Die Unterstützer von Präsident Barack Obama versuchten am Donnerstag verzweifelt, seinen Vorsprung im Präsidentschaftswahlkampf zu wahren, nachdem die aggressive Leistung seines Rivalen Mitt Romney in der Debatte seinem Wahlkampf nach wochenlangen Rückschlägen wieder eine positivere Basis gegeben hatte.
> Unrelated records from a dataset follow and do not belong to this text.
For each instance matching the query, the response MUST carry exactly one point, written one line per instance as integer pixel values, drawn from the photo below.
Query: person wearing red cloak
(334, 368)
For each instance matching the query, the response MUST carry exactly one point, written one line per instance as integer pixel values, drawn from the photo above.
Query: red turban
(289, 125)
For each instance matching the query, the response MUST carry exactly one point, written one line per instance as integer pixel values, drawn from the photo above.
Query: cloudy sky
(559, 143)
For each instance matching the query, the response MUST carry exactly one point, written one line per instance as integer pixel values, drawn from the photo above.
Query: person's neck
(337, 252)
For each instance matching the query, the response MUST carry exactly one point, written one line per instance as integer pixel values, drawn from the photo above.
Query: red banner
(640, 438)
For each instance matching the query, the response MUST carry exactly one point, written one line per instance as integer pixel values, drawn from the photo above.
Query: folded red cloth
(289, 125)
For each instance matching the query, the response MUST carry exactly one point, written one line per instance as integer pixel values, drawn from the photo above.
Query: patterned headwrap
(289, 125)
Der Präsident wirkte zurückhaltend und zeitweise verärgert und ließ die Gelegenheit ungenutzt, den republikanischen Herausforderer wegen seiner Geschäftsbilanz bei Bain Capital, des „47 Prozent“-Videos und seiner Weigerung, weitere Einkommenssteuererklärungen herauszugeben, anzugreifen.
Dadurch konnte Romney während des ersten direkten Aufeinandertreffens der beiden Männer im Wahlkampf für den 6. November in der Offensive bleiben.
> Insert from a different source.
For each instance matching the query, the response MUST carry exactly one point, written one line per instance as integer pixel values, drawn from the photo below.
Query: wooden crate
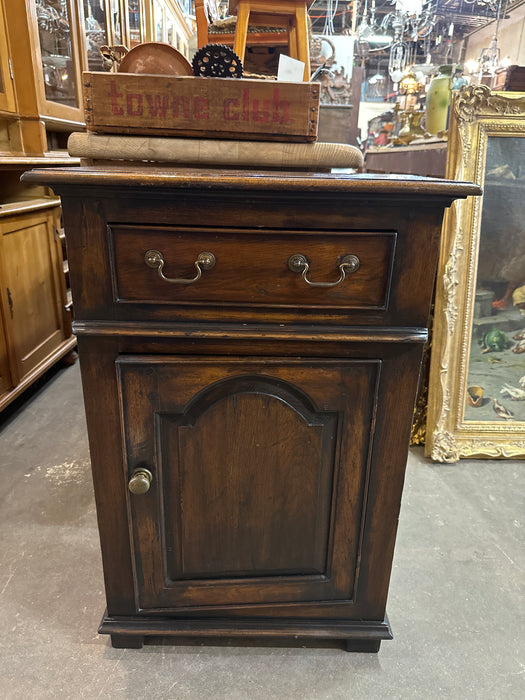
(126, 103)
Die Demokraten versuchten, Obamas zurückhaltendem Auftreten tapfere Miene zum bösen Spiel zu machen. Sie räumten zwar ein, dass der ehemalige Gouverneur von Massachusetts „Stilpunkte“ gesammelt habe, kritisierten ihn aber inhaltlich.
„Gouverneur Romney wollte eine gute Leistung zeigen, und das zollen wir ihm Anerkennung. Das Problem dabei ist, dass nichts davon auf Tatsachen beruhte“, sagte Obamas Wahlkampfberater David Axelrod den Reportern.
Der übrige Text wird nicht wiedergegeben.